There has also been an appreciation of Glenn Murcutt’s drawings, specifically his construction drawings. The fact that his was a singular practice, and that the scale, pace and scope of his practice, and the manner in which he drew, was rooted in the body. It was framed by what he could do, personally. And this is where hand-drawing became very relevant to me, because it was an expression, not of production, but that his body was inhabiting his practice. That the drawings he made were somehow regulated by the limits of his body.
In all these cases, the drawing as an artefact is not so much a representation of thought but makes one a witness to acts of thinking and making. I learnt, in my post-Miralles obsession phase, that you could never draw like somebody else. When you do not know why you are drawing, you can end up imitating others; I have done so as well. Perhaps there is a notion that diligently imitating that which inspires you, you might imbibe something in the process. But that does not quite work, does it? Because there are so many layers of thinking and investigations, the way you ask questions within a context- you can never design, or think like somebody else and therefore you can never draw like them either. At best they can open up ways of thinking for you.

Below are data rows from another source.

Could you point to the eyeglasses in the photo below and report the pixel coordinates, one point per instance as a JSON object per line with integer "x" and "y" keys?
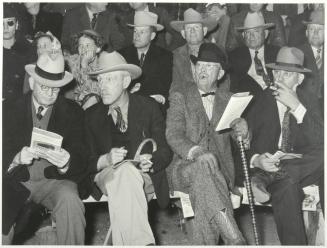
{"x": 45, "y": 88}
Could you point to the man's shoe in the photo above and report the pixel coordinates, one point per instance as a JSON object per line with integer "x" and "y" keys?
{"x": 259, "y": 190}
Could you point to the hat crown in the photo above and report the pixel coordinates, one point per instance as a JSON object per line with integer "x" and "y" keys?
{"x": 108, "y": 60}
{"x": 253, "y": 20}
{"x": 190, "y": 15}
{"x": 51, "y": 65}
{"x": 290, "y": 55}
{"x": 145, "y": 18}
{"x": 317, "y": 17}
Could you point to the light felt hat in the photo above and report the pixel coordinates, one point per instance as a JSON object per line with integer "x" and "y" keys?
{"x": 49, "y": 71}
{"x": 254, "y": 20}
{"x": 192, "y": 16}
{"x": 144, "y": 19}
{"x": 289, "y": 59}
{"x": 316, "y": 17}
{"x": 109, "y": 62}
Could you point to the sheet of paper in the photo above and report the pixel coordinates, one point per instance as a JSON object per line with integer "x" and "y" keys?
{"x": 45, "y": 140}
{"x": 234, "y": 109}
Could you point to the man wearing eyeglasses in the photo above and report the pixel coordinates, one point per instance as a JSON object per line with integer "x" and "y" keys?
{"x": 46, "y": 177}
{"x": 17, "y": 52}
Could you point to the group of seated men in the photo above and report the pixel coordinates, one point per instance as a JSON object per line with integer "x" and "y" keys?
{"x": 181, "y": 113}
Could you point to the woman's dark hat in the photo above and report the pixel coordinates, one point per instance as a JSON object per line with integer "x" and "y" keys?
{"x": 209, "y": 52}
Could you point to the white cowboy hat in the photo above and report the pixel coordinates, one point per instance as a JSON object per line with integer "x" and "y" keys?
{"x": 192, "y": 16}
{"x": 144, "y": 19}
{"x": 49, "y": 71}
{"x": 254, "y": 20}
{"x": 109, "y": 62}
{"x": 289, "y": 59}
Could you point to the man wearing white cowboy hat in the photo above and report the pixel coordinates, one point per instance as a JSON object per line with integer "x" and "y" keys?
{"x": 276, "y": 36}
{"x": 248, "y": 71}
{"x": 203, "y": 165}
{"x": 156, "y": 62}
{"x": 115, "y": 128}
{"x": 193, "y": 29}
{"x": 286, "y": 118}
{"x": 50, "y": 177}
{"x": 313, "y": 51}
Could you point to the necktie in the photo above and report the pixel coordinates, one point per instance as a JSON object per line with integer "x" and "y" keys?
{"x": 94, "y": 20}
{"x": 318, "y": 58}
{"x": 120, "y": 123}
{"x": 286, "y": 141}
{"x": 39, "y": 111}
{"x": 212, "y": 93}
{"x": 259, "y": 69}
{"x": 142, "y": 59}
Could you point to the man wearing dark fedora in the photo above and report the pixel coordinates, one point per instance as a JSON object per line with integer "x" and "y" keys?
{"x": 156, "y": 62}
{"x": 193, "y": 29}
{"x": 47, "y": 177}
{"x": 286, "y": 118}
{"x": 115, "y": 128}
{"x": 313, "y": 51}
{"x": 248, "y": 71}
{"x": 203, "y": 165}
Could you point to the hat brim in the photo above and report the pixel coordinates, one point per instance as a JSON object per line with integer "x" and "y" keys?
{"x": 210, "y": 23}
{"x": 158, "y": 27}
{"x": 134, "y": 70}
{"x": 30, "y": 69}
{"x": 274, "y": 66}
{"x": 265, "y": 26}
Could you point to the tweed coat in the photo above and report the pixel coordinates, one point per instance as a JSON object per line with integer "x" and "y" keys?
{"x": 77, "y": 20}
{"x": 276, "y": 36}
{"x": 313, "y": 82}
{"x": 188, "y": 125}
{"x": 144, "y": 121}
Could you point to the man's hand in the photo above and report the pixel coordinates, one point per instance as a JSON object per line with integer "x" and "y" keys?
{"x": 145, "y": 162}
{"x": 286, "y": 96}
{"x": 159, "y": 98}
{"x": 208, "y": 159}
{"x": 26, "y": 156}
{"x": 116, "y": 155}
{"x": 58, "y": 158}
{"x": 266, "y": 162}
{"x": 240, "y": 128}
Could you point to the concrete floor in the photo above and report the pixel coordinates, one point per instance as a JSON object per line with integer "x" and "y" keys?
{"x": 165, "y": 224}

Gallery E: The Mutha School, Bangalore (India); Masterplan, design and construction of a K-10 Montessori school for 1200 students, 2018
As a teacher, do your methods permeate to your students as well?
SR: The one way I can create a robust environment in the studio is by sharing my methods with students. All my studios are structured in the way I think through a project. So on the one hand, they are projective exercises for the students, and on the other, a means for reflection for myself. We focus a great deal on what would be precursors to design – the way you observe, the way you map, the way you inhabit a context, the way you draw – these are structured very much in the way I work. I try to maintain that continuity between my practice and my studio. Students can bring out inconsistencies in you like nobody else, and in that my studios are testing grounds for everyone engaged with them. I do not generally put any specific restrictions on the media they use, but hints lie in the constraints, as we have spoken before. So most of my studios try to set the conditions for students to begin asking questions of relevance, in order to make appropriate choices for design investigations and be accountable. If some poetry emerges from this, good. But that is not the focus ♦
For Shubhra Raje, the act of drawing comes from an urge to think about design. This compulsion of expressing and investigating ideas through sketching on various mediums complements her constant process of moving between drawings and models. The simple monochrome plates reflect rigorous design explorations. For her, drawing is a tool that enables the design process.
‘Drawing to Find Out’ is a curated column on drawing in architecture and the techniques and ideas therein.
Shubhra Raje is an architect and educator who is the founder-principal of shubhra raje_built environments, an interdisciplinary design and research practice based out of Denver (USA) and Ahmedabad (India). The practice is involved in varied projects at various scales of architectural design, architectural conservation and interior design with some of the recent projects involving culturally and environmentally contested sites in the peri-urban neighbourhoods of Denver (USA), Abydos (Egypt), and Jharsuguda (Odisha).
Apart from designing buildings, Shubhra is engaged with education and civic concerns. Through teaching and being involved in community initiatives, Raje extends her practice to territories that need a combination of design thinking and activism. Her current initiatives include the ‘ReFresh Workshop’- a devised theatre workshop which explores the built environment through the culture of play. The work at Shubra’s studio looks closely at the context and reality of the place, developing an evaluated approach through constant and sustained dialogues between site, program and context.